Use Of A Missing Files Host For FTP Migration

For a blog with any history, one of the most cherished features of your blog might be your search engine reputation - the ability of prospective readers to find your blog. Whenever people change blog URLs, that's one of the most anxiously asked questions in BHF: How Do I?. People preparing to move their blog from externally hosted (FTP based) publishing ask this question, too.

To satisfy your personal needs for your individual blogs, Blogger offers you three choices when migrating, from externally hosted publishing to Google hosted publishing.
  1. To Blog*Spot.
  2. To a Google custom domain URL, different from the current domain.
  3. To a Google custom domain URL, the same domain host as the current domain.

Of the three choices, the latter option, which lets you publish your blog to the same URL after migration, is going to provide the best retention of search engine reputation. If you migrate from "blog.mydomain.com" (hosted on a non Google server) to "blog.mydomain.com" (hosted on a Google server), all of the search engine reputation accumulated for "blog.mydomain.com" remains. No base URL change, no reindexing by the search engines.

When migrating an externally hosted blog, to a Google custom domain hosted at the same URL, there are several challenges.
  • The migration process can't run as one unbroken sequence. You start with the blog hosted on the external server, and your DNS addresses pointing to the external server.
    1. The Blogger migration script accesses the external server, to extract blog content, and to change content on the external server. The domain DNS must point to the external (non Google) server.
    2. You have to change the DNS addresses at the right time, to point the blog to your new Google hosting.
    3. The Blogger migration script accesses the Google server, to load blog content. The domain DNS must point to the Google server.
    You finish the migration with the blog hosted on the Google server. This must be done 1 - 2 - 3, in that order. You change the DNS addresses too soon, too late, or never - and you get no migration.
  • All post URLs will not necessarily map, identically. If the blog, hosted externally, doesn't use the precise same URL structure as Blogger hosted blog content, you're going to end up with broken links. Broken links will be bad for your readers, and for the search engines.
  • Attachments like photos, currently hosted on the external server, won't be migrated at all. If the blog contains photos hosted with the blog content (as opposed to separate hosting using Flickr, PhotoBucket, Picasa, or another third party photo host), you're going to have to leave the photos in place on the external server, until you can manually edit them into your posts using the post editor photo upload process.
To satisfy the latter two challenges, Blogger provides us the Missing Files Host option.

If you use a Missing Files Host as part of your FTP Migration strategy, Blogger lets you reference the current externally hosted blog content - photos and posts - using a secondary alias. Any broken links in your migrated blog, whether to a photo or a post, will be redirected by Blogger to your Missing Files Host.

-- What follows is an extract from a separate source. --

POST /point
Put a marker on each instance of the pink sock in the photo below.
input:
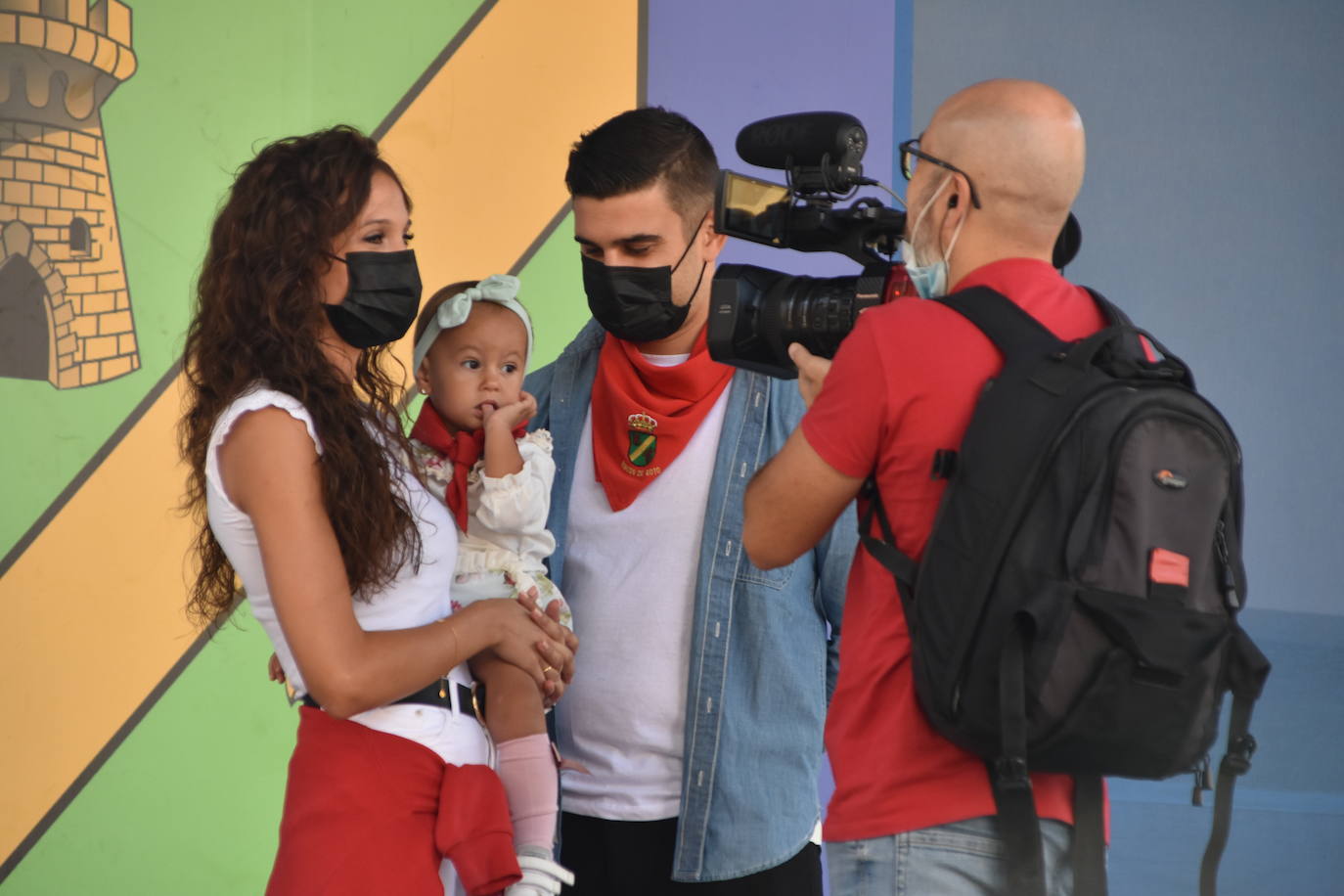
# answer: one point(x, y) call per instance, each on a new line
point(527, 769)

Let's use an example. Migrate your blog, currently published as "blog.mydomain.com", from the non Google server at "nn.nn.nn.nn", to a Google custom domain server.
  1. Examine the existing DNS address for the blog.
    blog.mydomain.com. 3600 IN A nn.nn.nn.nn
  2. Setup the new DNS address for the missing files host.
    files.mydomain.com. 3600 IN A nn.nn.nn.nn
  3. Define the Missing Files Host as "files.mydomain.com", in Settings - Publishing.
  4. Define "files.mydomain.com" equal to "blog.mydomain.com", on the external server at "nn.nn.nn.nn". This is a tricky step, as it involves both you, and a technician who supports the server where your blog is (currently) hosted externally. This is not a setting which we can advise you on - but it is essential for a Missing Files Host to work properly. The external server has to contain internal pointers to your new host name "files.mydomain.com".
  5. Complete the first stage of the FTP Migration.
  6. Setup the new DNS addresses for the blog - in this example, a non root virtual host.
    blog.mydomain.com. 3600 IN CNAME ghs.google.com.
  7. Complete the second stage of the FTP migration.
When this is complete, the blog will now be published as "blog.mydomain.com", and hosted as a custom domain on a Google server. The current blog contents, hosted externally, will be edited by the migration process to point to "blog.mydomain.com" - and will respond as "files.mydomain.com", to be referenced when any existing link to "blog.mydomain.com" is broken. Any new photos and / or posts will be published to the custom domain hosted blog, on the Google server.